TITLE:
Corporate Governance and Ethical Compliance—Deriving Values from Indian Mythology
AUTHORS:
Gourav Vallabh, Garima Dadhich
KEYWORDS:
Board of Directors, Corporate Governance Framework, Ethical Corporate Governance, Leadership Traits
JOURNAL NAME:
Theoretical Economics Letters,
Vol.6 No.5,
October
20,
2016
ABSTRACT: Corporation is the most important part of value chain of growth for
any nation, being developed or developing. These corporation acts through the board
of directors elected by management team and shareholders. With markets expanding
beyond domestic boundaries, globalization has found new space, first in vision and
then very swiftly in mission statements of corporates. By these expanding organizations,
not only the balance sheets of these new global corporates have become rich but
also brought citizens from every corner of world to contribute and become part either
as employees or as valuable stakeholders. This wave of globalization led to the
amalgamation of different cultures under ambit of leadership which itself varied
in terms of cultures and richness of moral values. For such originations and multinational
corporations, the whole world is one market, both for their input requirement and
output sell. The phrase Vasudhaiva Kutumbakam from Maha Upanishad REF
_Ref464676168 \r \h [1] rightly suits the new culture of such global organizations.

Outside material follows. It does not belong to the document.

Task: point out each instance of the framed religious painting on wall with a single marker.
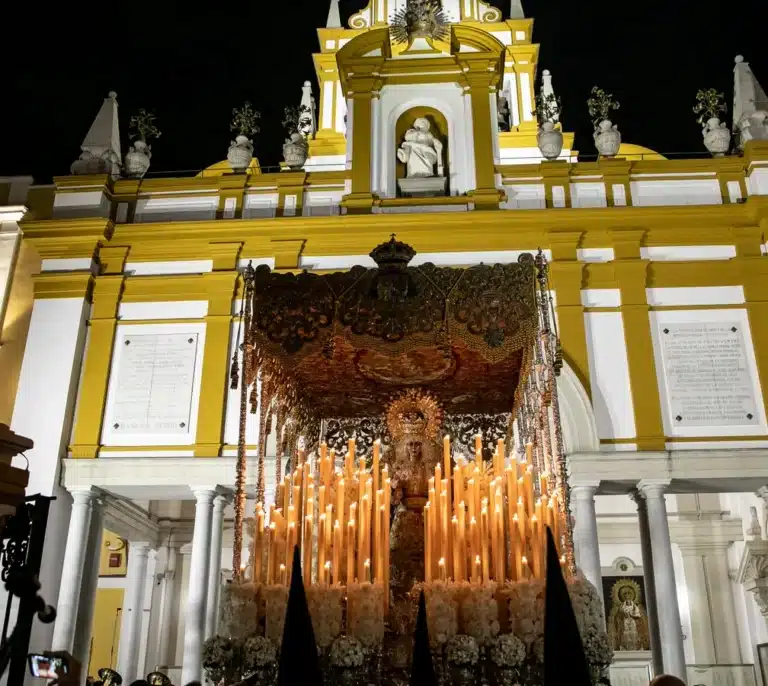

While competing in global market, they do require inheriting, replicating and practicing
age old principles of Vasudhaiva Kutumbakam, ensuring competition in healthy
sense while maintaining ethics and integrity in entire range of decision making
process. This paper attempts to review the age old mythological principle of Vasudhaiva Kutumbakam to inherit leadership traits required in tough competitive
market and incorporate an ethical dimension into the values, they stress upon. This
paper will also attempt to review the various models like Utilitarian model, moral
rights model and Justice model and draw a fine analogy between Indian mythological
principle and corporate governance. The paper establishes the growing consensus
that effective corporate governance, just like human behaviour, is and ought to
be firmly anchored in assimilated values rather than cosmetic compliances which
aims to reassure stakeholders about the company’s
exposure to various risks, mostly in reference to decision making process.
This was achieved by analysing and interpretation of various available research
to help understand good corporate governance from Indian culture and traditions.